There may be several encryptions for the name 'Wily Hews' in the Dedication of the Sonnets, at least as I have identified them. One of the simplest observations is that many of the letters above Mr. W.H., easily form the name HEWS, in several different alignments. Another interesting view is to fold a copy of the original 1609 Dedication in half (where the period at the end of the word 'HAPPINESSE.' lines up with the lower left corner of the letter 'M' in the 'Mr.') then hold it up to a very strong light to view the letters at the 'Mr. W.H.'

You will notice that I spelled the name as 'Wily Hews', because I believe that the 'Mr. W.H.' stands for 'Master Wily Hews' a pseudonym given to young Henry Wriothesley by Shake-speare (another pseudonym)when he met and spent time with him at the Burghley Estate around 1584. You can see the pseudonym 'Wily Hews' in the name 'Henry Wriothesley', and the name may have been further inspired by the father of Robert Devereux (Walter Devereux) when his Swan Song was accompanied by his musician, Willie Hughes in 1576,at his death, which must have been a well known fable at the Burghley House where H.W. lived as Ward of the State, after the age of 8, 1581. I believe that Shake-speare (age, 22) and the 11 year old H.W., as Wily Hews, performed little dramas for the benefit of some of the guests or servants, as a wily hewing of some of the eccentic personalities (all in good fun and under the cover of disguise and pseudonyms) to pass the time, with Shake-speare as the author of these insightful lines and the precocious H.W. as the young actor 'Wily Hews'. Shake-speare was visiting his soon to be bride's uncle, William Cecil.
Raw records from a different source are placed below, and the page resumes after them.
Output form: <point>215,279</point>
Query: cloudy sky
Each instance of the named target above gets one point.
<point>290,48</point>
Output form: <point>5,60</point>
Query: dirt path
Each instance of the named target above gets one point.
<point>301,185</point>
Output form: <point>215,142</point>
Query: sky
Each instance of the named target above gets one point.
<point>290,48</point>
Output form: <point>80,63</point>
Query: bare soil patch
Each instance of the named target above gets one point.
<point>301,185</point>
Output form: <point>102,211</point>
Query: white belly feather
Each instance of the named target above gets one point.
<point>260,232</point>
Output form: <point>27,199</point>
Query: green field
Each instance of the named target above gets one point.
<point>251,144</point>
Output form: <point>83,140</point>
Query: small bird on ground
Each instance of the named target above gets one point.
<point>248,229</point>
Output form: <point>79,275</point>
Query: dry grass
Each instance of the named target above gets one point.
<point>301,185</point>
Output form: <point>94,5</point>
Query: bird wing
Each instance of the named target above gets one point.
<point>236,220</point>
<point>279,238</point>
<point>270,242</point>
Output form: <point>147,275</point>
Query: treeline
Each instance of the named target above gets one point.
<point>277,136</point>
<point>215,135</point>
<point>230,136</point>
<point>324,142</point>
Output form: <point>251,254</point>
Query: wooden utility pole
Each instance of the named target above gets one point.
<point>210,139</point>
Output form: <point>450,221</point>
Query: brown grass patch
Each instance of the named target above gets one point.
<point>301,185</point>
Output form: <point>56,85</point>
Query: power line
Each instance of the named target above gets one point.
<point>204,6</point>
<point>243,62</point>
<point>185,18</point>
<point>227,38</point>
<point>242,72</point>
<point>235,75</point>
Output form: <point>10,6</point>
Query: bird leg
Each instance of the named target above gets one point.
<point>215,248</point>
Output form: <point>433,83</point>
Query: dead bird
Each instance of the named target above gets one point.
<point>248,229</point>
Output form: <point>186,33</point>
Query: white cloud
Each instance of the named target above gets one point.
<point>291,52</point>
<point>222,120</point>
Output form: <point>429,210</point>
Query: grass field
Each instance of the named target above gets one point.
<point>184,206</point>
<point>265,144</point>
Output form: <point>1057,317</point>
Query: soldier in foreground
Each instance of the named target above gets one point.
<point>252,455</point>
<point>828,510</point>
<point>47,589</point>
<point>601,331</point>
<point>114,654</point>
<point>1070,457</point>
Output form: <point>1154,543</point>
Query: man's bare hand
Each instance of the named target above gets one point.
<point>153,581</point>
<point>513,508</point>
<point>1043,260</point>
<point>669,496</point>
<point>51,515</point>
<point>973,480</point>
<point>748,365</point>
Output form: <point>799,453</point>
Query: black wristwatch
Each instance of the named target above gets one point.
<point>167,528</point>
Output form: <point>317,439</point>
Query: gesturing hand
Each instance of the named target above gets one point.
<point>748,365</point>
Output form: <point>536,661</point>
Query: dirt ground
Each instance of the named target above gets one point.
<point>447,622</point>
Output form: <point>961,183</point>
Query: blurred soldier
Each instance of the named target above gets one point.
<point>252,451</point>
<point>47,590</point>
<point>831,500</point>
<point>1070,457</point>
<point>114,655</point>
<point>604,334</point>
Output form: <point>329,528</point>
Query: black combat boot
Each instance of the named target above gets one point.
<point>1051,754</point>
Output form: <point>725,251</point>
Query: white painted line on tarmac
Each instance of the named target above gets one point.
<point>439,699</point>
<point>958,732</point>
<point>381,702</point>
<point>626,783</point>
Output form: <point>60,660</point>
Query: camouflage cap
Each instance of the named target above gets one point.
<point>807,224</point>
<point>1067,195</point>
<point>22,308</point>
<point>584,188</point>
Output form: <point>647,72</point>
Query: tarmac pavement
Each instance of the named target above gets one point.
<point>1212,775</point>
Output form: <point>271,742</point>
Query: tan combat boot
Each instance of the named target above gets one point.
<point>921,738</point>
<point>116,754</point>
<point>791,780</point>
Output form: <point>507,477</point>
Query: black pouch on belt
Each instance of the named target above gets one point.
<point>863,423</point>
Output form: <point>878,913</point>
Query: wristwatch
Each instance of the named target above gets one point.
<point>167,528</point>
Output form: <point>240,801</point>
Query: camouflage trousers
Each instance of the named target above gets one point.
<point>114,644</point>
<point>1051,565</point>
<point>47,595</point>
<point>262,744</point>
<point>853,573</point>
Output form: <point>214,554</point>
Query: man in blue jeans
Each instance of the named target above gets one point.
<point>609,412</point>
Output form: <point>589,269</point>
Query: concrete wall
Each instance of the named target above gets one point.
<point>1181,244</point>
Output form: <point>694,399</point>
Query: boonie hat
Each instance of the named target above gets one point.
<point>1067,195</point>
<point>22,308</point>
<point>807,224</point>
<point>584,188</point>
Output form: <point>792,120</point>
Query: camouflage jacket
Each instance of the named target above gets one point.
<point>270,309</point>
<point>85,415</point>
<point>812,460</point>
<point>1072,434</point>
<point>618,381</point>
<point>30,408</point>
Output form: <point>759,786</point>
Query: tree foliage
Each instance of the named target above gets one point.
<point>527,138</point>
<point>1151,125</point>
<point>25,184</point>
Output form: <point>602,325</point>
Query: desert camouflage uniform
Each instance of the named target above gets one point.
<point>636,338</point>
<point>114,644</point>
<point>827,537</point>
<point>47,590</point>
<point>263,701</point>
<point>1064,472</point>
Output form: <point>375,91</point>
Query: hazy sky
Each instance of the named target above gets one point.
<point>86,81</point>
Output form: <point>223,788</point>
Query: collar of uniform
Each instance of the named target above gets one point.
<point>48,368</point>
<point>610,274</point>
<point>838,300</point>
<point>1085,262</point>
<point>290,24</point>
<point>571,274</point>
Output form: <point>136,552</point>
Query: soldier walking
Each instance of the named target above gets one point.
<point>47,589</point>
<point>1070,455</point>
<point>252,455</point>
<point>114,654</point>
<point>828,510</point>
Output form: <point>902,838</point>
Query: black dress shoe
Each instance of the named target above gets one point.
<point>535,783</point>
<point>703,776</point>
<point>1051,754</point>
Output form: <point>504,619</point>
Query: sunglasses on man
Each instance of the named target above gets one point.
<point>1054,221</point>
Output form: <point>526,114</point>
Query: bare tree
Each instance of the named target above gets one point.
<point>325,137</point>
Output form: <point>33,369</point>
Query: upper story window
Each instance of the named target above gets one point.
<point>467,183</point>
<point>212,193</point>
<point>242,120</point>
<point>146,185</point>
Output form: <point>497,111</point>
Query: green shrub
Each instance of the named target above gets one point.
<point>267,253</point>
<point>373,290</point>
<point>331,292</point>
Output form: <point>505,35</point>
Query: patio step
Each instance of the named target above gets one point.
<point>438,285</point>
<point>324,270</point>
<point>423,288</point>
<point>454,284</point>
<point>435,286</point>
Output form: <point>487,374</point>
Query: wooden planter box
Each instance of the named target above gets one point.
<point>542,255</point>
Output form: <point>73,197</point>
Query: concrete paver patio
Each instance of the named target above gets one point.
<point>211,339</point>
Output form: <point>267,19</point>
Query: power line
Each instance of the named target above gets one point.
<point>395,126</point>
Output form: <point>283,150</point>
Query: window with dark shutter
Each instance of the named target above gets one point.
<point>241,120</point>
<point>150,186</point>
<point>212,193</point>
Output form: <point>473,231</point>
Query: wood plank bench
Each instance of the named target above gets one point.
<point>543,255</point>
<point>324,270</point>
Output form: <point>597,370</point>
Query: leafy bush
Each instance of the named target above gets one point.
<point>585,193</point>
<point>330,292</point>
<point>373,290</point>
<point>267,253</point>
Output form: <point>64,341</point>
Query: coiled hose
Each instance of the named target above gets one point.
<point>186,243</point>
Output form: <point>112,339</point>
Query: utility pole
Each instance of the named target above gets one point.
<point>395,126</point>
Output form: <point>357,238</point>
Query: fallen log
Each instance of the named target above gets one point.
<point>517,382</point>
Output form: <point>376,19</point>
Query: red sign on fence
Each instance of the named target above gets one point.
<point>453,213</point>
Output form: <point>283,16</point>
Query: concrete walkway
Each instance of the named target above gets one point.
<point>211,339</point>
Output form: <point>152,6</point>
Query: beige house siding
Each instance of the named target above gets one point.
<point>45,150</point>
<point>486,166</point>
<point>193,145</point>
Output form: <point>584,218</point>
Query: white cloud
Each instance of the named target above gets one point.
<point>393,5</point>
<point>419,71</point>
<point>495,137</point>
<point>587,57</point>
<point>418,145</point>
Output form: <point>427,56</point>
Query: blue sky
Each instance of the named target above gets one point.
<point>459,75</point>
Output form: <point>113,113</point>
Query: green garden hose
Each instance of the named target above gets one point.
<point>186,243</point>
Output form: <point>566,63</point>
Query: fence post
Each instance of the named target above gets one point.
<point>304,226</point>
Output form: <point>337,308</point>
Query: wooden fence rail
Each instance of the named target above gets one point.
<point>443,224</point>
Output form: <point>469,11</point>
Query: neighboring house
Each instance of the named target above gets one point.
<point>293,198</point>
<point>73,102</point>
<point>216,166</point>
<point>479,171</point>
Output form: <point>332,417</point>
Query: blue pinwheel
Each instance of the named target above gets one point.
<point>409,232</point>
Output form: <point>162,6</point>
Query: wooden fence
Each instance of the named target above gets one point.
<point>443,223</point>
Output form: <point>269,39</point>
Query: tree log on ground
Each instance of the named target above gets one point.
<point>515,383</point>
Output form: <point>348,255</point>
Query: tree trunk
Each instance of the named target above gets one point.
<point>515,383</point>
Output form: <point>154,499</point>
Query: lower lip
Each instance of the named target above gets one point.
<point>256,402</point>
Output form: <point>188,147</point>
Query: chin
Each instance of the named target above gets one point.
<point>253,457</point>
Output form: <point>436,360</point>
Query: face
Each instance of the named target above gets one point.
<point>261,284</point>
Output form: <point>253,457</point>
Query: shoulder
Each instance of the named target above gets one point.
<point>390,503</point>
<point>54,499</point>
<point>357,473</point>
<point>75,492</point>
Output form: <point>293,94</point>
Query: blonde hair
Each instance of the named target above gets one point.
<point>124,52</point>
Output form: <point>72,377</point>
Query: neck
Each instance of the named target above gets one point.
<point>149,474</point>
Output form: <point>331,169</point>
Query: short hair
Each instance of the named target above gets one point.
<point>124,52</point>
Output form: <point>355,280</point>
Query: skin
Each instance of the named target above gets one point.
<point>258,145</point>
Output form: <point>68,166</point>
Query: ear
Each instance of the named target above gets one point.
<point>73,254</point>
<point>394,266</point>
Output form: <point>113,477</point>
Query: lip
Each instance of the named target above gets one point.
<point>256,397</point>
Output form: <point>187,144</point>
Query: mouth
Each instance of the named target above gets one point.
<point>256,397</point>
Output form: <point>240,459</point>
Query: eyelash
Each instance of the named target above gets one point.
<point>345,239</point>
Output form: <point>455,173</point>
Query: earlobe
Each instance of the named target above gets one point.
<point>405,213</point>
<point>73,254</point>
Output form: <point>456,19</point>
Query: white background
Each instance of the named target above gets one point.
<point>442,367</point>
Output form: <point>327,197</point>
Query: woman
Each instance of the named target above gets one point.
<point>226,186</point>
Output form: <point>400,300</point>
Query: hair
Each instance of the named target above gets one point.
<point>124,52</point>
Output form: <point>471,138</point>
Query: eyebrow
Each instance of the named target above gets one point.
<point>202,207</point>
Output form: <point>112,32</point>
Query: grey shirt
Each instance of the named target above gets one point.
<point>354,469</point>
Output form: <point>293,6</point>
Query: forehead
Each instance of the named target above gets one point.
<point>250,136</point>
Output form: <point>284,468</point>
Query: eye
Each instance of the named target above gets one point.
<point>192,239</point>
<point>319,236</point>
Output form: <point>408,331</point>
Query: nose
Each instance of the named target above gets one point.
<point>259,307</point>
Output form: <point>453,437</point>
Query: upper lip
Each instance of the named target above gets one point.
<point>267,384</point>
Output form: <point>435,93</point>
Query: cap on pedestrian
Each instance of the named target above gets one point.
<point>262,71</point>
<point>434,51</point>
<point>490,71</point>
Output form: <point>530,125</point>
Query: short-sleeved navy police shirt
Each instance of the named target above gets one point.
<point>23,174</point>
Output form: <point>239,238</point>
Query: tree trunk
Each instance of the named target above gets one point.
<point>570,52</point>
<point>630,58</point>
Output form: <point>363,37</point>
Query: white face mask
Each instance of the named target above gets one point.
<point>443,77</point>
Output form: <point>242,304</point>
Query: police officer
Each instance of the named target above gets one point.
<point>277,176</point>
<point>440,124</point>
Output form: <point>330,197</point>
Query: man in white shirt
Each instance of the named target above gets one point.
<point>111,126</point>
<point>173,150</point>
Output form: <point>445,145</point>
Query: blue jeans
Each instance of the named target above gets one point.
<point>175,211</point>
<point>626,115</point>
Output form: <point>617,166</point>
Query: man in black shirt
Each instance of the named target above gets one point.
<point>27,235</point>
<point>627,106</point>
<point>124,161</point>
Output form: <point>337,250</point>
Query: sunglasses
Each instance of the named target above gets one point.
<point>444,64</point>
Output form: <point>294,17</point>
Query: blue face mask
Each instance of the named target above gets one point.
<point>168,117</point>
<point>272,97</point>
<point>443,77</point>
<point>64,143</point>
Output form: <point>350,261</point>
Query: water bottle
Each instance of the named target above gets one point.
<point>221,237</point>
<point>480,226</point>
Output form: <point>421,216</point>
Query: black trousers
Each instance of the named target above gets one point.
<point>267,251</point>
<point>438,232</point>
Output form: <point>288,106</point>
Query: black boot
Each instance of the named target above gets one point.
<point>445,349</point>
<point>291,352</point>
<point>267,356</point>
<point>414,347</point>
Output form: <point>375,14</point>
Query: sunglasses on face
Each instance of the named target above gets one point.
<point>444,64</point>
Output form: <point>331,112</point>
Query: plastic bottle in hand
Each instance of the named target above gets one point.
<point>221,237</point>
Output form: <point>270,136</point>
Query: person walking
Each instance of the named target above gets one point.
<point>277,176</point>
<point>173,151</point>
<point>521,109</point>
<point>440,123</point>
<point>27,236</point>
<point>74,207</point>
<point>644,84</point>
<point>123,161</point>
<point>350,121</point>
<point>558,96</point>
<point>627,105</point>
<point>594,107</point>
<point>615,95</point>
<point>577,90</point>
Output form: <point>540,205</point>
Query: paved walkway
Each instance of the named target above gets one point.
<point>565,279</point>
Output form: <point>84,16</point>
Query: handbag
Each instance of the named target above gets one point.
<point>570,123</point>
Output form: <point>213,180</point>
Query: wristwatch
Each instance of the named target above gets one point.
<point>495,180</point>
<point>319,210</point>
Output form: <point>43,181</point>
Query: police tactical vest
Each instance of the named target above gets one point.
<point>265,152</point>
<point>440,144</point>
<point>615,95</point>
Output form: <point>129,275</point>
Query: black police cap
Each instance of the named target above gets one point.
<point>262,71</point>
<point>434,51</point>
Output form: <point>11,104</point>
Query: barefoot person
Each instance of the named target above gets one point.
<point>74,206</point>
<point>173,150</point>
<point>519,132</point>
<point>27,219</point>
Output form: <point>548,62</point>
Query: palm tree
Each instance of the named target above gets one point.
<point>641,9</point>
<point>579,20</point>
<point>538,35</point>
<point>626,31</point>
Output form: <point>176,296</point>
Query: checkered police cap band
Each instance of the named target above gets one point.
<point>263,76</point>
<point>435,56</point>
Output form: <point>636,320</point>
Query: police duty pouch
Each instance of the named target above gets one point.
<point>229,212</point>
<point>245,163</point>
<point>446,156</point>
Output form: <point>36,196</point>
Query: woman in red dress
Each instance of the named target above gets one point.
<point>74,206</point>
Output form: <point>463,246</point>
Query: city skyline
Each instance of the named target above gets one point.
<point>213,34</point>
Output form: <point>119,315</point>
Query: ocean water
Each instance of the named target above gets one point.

This is, of course, an unprovable musing, based on actual occurrences, but I am thinking that what we know of the author Shake-speare (think of Prince Hal and Falstaff playing and jousting in the Inns and Taverns) that he would probably, even at an early age, be shaking peers (with laughter) by shaking spears (words, words, words) with wily hews (probing wit), all in good fun.